The paper, titled Fruit and Soil Quality of Organic and Conventional Strawberry Agroecosystems, is published in the peer-reviewed online journal, PLoS ONE.
All the farms in the current study were in California, where conventional farms use the ozone-depleting methyl bromide (which is slated to be replaced by the highly toxic methyl iodide).
In addition to finding organic strawberries are tastier and better for your health, researchers found the organic soils excelled in a variety of key chemical and biological properties, including carbon sequestration, nitrogen, microbial biomass, enzyme activities, and micronutrients.

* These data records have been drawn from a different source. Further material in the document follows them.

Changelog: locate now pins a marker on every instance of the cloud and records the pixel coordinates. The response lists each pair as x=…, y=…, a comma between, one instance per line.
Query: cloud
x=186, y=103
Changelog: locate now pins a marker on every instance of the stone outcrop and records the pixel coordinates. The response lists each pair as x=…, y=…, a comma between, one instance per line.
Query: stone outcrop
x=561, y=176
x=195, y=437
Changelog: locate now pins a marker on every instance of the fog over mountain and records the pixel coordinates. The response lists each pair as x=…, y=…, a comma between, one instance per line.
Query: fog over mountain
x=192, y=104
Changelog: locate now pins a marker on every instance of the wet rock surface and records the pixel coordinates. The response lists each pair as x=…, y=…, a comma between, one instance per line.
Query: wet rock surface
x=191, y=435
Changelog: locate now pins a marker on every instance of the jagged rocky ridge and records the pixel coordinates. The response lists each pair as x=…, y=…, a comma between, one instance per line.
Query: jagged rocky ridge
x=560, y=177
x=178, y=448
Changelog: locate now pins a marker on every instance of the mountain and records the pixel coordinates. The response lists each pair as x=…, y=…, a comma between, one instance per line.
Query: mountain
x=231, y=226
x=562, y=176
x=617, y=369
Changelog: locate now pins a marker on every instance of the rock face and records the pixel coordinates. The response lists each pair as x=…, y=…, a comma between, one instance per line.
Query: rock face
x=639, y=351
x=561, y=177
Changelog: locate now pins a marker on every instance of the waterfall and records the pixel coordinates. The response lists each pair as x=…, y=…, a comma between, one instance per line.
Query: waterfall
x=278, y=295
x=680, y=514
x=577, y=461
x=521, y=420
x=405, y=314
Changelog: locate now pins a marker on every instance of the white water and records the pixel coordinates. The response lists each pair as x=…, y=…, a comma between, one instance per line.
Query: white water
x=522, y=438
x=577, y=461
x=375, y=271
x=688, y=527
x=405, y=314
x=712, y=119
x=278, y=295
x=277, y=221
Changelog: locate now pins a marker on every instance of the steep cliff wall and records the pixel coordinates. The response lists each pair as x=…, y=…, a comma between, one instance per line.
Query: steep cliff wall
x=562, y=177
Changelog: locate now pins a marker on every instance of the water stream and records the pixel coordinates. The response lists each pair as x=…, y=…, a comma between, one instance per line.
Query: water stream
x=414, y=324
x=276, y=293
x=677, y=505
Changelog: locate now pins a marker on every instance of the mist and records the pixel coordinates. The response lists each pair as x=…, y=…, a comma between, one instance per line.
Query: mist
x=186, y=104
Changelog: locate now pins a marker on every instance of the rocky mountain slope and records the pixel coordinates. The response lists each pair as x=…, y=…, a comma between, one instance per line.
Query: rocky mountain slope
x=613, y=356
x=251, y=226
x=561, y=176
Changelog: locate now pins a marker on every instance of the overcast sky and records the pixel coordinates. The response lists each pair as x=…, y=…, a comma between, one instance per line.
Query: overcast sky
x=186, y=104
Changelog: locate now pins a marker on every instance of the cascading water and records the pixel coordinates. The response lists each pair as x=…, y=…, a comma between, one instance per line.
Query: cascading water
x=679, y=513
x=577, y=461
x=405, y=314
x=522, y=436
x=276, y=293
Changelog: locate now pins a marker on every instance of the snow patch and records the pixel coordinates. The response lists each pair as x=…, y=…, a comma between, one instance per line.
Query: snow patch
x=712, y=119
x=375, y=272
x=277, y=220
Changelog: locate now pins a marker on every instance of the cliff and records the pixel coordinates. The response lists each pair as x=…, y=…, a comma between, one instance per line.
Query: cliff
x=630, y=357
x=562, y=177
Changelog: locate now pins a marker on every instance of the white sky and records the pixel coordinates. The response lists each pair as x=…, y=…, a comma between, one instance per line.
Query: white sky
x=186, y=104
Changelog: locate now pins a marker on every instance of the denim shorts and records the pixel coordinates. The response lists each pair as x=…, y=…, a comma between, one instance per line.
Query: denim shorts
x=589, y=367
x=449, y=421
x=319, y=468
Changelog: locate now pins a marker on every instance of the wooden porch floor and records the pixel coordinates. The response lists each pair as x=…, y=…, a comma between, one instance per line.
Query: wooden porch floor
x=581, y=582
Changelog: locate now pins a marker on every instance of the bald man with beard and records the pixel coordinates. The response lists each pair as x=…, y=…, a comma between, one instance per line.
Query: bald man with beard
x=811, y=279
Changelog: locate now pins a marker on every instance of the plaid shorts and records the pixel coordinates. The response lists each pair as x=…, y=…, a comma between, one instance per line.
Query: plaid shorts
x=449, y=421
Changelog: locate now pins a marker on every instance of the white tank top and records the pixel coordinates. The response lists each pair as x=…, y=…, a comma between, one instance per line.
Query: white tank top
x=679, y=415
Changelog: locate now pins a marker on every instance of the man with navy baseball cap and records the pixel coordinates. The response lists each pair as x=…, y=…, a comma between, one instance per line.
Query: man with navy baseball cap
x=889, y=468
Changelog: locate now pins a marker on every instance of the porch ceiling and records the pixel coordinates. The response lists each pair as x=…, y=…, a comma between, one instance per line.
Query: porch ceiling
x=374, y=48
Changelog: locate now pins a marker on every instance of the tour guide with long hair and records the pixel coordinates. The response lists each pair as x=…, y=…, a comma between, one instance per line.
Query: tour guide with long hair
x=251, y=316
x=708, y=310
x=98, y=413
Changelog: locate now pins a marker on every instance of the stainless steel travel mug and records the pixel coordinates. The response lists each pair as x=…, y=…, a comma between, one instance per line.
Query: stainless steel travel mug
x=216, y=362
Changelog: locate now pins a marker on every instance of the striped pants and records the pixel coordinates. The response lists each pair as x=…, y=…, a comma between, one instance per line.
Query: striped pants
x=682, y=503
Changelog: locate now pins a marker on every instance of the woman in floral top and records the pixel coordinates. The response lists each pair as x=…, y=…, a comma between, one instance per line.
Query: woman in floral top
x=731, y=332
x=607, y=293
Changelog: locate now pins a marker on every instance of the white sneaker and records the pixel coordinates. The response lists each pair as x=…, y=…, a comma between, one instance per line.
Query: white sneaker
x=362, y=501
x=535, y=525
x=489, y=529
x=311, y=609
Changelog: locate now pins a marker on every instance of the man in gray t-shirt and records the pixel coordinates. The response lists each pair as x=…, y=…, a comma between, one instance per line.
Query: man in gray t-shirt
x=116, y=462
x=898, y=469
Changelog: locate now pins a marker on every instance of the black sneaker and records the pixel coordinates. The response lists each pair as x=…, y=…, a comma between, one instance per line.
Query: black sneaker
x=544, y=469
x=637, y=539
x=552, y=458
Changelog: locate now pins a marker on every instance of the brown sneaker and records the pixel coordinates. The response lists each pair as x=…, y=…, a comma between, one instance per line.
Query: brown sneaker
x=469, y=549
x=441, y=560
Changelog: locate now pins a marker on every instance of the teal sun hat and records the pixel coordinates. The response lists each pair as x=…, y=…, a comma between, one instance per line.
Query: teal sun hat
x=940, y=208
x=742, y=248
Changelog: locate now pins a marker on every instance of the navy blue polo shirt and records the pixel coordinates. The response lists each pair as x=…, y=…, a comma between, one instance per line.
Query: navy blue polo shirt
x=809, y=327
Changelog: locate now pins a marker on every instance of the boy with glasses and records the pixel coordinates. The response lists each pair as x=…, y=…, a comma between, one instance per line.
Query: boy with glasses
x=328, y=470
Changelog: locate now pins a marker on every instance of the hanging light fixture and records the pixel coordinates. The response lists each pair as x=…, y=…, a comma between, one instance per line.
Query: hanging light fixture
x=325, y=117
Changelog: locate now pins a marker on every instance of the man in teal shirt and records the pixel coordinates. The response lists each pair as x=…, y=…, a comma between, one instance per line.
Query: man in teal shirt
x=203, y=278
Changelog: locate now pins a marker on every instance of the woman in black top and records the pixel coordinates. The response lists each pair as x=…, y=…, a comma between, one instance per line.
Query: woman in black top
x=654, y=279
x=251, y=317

The Science Daily article quotes lead author John Reganold, Washington State University Regents professor of soil science:
Our findings have global implications and advance what we know about the sustainability benefits of organic farming systems. We also show you can have high quality, healthy produce without resorting to an arsenal of pesticides.
The authors offer a summation of the study’s methodology, findings, conclusions and significance:
At multiple sampling times for two years, we evaluated three varieties of strawberries for mineral elements, shelf life, phytochemical composition, and organoleptic properties. We also analyzed traditional soil properties and soil DNA using microarray technology. We found that the organic farms had strawberries with longer shelf life, greater dry matter, and higher antioxidant activity and concentrations of ascorbic acid and phenolic compounds, but lower concentrations of phosphorus and potassium. In one variety, sensory panels judged organic strawberries to be sweeter and have better flavor, overall acceptance, and appearance than their conventional counterparts. We also found the organically farmed soils to have more total carbon and nitrogen, greater microbial biomass and activity, and higher concentrations of micronutrients. Organically farmed soils also exhibited greater numbers of endemic genes and greater functional gene abundance and diversity for several biogeochemical processes, such as nitrogen fixation and pesticide degradation.
Our findings show that the organic strawberry farms produced higher quality fruit and that their higher quality soils may have greater microbial functional capability and resilience to stress. These findings justify additional investigations aimed at detecting and quantifying such effects and their interactions.